La lingua, in sostanza, compenetra ogni altro sistema in seno alla cultura, perciò non può rappresentare un mondo indipendente, già dato. È invece anch’essa parte di quel mondo, nel senso che i ricordi sono inscritti in resoconti linguistici, storie, nomi, aneddoti e romanzi. Ecco perché ogni simbolo, ogni concetto “trasportato” tanto dal romanzo quanto dalla scrittura antropologica, è parte integrante della realtà che si ritiene rappresenti, interpreti e rievochi. In definitiva, qualunque produzione scritta, sia essa accademica o letteraria, porta con sé il punto di vista di chi scrive, che la influenza, anche involontariamente, ad un qualche livello, situandola in un contesto e, per ciò stesso, dandone un’interpretazione.
I parallelismi, dunque gli spunti di riflessione offerti, sono molteplici: dal resoconto di accademici che attingono alle riflessioni di romanzieri, definite antropologicamente rilevanti per il fatto di servirsi della «potenza del mezzo antichissimo del raccontare [...] o dell’arte della parola»; all’esperienza di altri che si spingono fino a farsi romanzieri essi stessi, perché «con le tecniche della narrazione letteraria si possono dire cose che altrimenti o non [si] potre[bbero] dire, o [si] dire[bbero] in molto più spazio e meno efficacemente, meno pienamente».
Soggettività vs oggettività: un metodo complementare
L’antologia si fa vetrina dell’attuale tendenza alla multidisciplinarità che, in un certo senso, è l’ibridazione di molti settori di studio; in quest’ottica, se ne rileva l’apporto positivo all’indagine sull’uomo. La varietà e la ricchezza degli interventi, infatti, sono ben articolate nelle diverse parti, trattando temi e riportando eventi che, se da un lato illustrano situazioni legate ad un contesto particolare, in realtà sono il punto di partenza di questioni che caratterizzano la natura umana in termini più generali.

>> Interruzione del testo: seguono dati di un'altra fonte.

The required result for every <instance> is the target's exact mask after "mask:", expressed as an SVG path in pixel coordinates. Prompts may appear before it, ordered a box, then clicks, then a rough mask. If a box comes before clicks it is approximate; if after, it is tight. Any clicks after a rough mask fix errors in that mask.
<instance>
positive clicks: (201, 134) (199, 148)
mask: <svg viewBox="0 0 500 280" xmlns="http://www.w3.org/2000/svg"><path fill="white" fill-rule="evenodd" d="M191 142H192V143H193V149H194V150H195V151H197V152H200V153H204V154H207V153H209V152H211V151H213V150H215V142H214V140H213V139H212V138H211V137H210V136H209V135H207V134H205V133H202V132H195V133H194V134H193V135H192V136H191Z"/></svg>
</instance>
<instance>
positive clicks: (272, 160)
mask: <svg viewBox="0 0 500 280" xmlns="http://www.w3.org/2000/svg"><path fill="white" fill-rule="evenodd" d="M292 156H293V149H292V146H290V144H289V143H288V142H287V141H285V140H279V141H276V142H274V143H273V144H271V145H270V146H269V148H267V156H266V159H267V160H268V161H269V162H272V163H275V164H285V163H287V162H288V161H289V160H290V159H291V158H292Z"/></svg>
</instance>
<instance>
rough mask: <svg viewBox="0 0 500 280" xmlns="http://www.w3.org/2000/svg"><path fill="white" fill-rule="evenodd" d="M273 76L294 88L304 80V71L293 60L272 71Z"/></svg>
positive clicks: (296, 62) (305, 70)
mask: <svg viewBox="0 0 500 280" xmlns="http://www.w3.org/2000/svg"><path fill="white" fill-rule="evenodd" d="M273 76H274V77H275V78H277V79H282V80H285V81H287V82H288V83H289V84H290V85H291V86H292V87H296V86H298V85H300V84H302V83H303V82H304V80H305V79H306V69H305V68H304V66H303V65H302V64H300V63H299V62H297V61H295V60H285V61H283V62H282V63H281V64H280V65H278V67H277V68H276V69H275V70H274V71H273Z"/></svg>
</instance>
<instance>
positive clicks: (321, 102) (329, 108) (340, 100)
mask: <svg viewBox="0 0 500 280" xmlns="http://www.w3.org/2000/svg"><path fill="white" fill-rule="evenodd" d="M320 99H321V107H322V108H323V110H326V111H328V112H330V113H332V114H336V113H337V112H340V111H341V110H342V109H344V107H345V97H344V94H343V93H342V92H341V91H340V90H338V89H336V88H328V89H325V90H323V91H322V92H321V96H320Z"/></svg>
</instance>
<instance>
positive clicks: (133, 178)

A uno sguardo complessivo, infatti, emerge un uomo destinato alla socialità dalla sua stessa natura biologica, un uomo che, per dare senso alle sue esperienze, necessita di un ordine culturale, che è già dato e in cui si trova immerso fin dalla nascita. Tale ordine forma e condiziona i suoi comportamenti trasfigurandoli attraverso un sistema simbolico condivisibile solo metaforicamente, in virtù di rappresentazioni in cui le risorse narrative rivestono un ruolo privilegiato, in quanto trame culturalmente connotate che mettono in scena un sistema di valori e “guidano” la spontaneità dell’esperienza emotiva dell’autore.
In altri termini, la consueta dialettica tra punto di vista del soggetto osservato (emico) e punto di vista dell’osservatore (etico), concetti-guida dell’analisi antropologica, sembra sciogliersi in questo contributo che, piuttosto che una scelta tra la valorizzazione dei concetti e dei simboli della società studiata da un lato, e le capacità osservative, astrattive e generalizzanti dell’osservatore dall’altro, suggerisce la complementarità tra i due sistemi, secondo una prospettiva ampiamente discussa, negli ultimi anni, dall’antropologia di ispirazione interpretativa.